Bild 2 Durchfeuchtung einer Umverpackung [1]. Quelle: BG Verkehr

Bild 2 Durchfeuchtung einer Umverpackung [1].

Foto: BG Verkehr

 

Bild 3 Unbeabsichtigter Produktaustritt aus einem Gebinde [1]. Quelle: BGHW

Bild 3 Unbeabsichtigter Produktaustritt aus einem Gebinde [1].

Foto: BGHW

Weder die Person, die einen Produktaustritt erkennt, noch andere Anwesende dürfen eigenmächtig Maßnahmen am beschädigten Gebinde vornehmen, die zu einem Kontakt mit dem ausgetretenen Produkt führen könnten (Kontaminationsgefahr). Der Eigenschutz steht stets an erster Stelle!
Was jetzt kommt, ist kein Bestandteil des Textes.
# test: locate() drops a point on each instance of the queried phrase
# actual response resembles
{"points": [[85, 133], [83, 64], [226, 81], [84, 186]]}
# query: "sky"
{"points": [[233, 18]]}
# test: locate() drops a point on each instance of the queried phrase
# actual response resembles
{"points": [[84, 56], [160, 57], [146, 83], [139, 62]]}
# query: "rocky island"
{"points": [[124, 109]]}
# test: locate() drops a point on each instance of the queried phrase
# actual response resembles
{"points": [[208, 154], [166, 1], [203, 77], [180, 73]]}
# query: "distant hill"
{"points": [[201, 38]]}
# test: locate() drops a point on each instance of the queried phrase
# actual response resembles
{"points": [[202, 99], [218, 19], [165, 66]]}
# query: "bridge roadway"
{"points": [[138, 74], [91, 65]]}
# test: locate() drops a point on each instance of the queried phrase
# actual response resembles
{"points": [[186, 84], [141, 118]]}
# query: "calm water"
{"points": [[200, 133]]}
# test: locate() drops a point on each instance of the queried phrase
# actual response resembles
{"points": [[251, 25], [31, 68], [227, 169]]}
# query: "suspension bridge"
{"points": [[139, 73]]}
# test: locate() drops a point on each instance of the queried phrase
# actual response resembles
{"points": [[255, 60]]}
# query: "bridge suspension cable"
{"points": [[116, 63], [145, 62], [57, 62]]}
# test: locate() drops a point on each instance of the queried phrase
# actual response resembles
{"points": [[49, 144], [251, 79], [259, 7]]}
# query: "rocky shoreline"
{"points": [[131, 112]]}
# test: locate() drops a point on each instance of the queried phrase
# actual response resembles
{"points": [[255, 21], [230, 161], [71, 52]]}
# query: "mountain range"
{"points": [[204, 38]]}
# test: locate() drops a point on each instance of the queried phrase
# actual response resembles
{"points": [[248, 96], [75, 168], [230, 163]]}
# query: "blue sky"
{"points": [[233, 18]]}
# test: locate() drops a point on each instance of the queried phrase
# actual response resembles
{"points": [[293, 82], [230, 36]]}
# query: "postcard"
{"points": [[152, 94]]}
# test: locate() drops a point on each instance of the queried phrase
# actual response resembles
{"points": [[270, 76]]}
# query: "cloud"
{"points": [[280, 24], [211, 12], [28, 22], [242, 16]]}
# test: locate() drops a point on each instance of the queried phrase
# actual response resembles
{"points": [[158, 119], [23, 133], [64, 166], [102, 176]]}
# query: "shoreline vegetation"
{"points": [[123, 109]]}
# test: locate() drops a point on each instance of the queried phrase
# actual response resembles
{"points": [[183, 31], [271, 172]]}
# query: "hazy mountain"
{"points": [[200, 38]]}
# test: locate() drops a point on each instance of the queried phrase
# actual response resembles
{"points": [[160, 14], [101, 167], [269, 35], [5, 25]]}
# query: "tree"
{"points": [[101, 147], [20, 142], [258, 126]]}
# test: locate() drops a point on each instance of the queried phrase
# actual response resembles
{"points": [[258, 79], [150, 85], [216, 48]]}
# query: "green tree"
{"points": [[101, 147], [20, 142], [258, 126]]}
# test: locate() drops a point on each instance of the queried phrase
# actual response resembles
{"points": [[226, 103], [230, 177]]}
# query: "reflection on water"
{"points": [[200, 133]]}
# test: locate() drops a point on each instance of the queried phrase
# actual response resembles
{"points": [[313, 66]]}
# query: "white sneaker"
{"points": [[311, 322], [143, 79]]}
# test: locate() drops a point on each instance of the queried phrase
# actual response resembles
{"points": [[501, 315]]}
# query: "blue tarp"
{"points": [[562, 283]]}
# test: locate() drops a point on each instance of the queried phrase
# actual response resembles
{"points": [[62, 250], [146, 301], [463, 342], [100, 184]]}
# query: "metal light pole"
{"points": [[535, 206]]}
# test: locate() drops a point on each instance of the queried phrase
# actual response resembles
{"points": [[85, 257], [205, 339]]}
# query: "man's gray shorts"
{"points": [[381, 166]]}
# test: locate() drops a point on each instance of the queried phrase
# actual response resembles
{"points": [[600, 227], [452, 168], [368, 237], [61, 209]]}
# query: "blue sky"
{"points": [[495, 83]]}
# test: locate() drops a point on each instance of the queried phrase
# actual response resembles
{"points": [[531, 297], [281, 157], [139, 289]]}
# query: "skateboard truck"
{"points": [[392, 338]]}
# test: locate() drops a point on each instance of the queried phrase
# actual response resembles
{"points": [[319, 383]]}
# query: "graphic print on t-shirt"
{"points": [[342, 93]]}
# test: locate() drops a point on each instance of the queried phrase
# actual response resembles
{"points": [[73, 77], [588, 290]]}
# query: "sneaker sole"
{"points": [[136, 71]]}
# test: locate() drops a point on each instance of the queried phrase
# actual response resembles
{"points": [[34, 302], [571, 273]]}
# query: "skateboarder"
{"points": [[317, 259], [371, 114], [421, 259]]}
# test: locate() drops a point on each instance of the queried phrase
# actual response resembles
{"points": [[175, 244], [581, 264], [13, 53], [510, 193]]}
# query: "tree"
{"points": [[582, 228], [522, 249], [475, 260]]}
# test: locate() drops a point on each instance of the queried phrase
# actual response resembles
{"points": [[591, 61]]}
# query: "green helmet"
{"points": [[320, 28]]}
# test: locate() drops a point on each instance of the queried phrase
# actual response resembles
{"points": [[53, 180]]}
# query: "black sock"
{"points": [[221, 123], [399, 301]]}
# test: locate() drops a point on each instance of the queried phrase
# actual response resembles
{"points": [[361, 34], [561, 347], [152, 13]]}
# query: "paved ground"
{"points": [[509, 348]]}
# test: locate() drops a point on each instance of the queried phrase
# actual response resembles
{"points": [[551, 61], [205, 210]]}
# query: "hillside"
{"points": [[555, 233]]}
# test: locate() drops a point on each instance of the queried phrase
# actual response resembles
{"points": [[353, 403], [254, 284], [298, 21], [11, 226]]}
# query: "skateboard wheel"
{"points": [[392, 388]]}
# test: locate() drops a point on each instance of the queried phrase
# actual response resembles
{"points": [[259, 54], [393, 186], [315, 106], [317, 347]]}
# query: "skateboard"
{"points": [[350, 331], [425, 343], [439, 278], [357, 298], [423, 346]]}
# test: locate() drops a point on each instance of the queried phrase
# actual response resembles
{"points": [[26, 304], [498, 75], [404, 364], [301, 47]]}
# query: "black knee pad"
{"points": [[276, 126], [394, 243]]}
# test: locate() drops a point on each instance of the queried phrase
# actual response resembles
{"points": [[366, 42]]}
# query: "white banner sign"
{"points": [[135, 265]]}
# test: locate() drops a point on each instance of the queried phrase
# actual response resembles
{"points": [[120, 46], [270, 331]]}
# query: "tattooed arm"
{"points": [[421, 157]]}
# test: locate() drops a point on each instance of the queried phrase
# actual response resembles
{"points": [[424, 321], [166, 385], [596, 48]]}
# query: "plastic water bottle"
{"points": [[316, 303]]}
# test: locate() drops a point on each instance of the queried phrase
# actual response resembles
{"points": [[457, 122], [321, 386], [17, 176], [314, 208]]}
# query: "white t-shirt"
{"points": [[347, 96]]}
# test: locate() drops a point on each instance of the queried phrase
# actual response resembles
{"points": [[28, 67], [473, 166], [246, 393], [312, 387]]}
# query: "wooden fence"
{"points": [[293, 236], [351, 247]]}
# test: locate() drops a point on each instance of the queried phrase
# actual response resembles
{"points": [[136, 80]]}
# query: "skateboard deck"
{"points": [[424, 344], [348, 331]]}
Außerdem sollte eine Produktverschleppung zum Beispiel durch Befahren oder Betreten kontaminierter Bereiche vermieden werden. Um den Gefahrenbereich um ein beschädigtes Gebinde gegen unbefugten Zutritt sichern zu können, ist eine Absperrung des Gefahrenbereiches sinnvoll.

Sollte die Erstmeldung nicht ausreichen, um weitere Entscheidungen zur Abarbeitung des Notfalls treffen zu können, muss der Notfallmanager zusätzliche Erkundungen durchführen oder durch einen Notfallhelfer veranlassen. Eine individuell auf den Betrieb zugeschnittene Erkundungscheckliste kann hier hilfreich sein. Im Anhang 3 der DGUV Information findet sich ein Muster für eine Erkundungscheckliste.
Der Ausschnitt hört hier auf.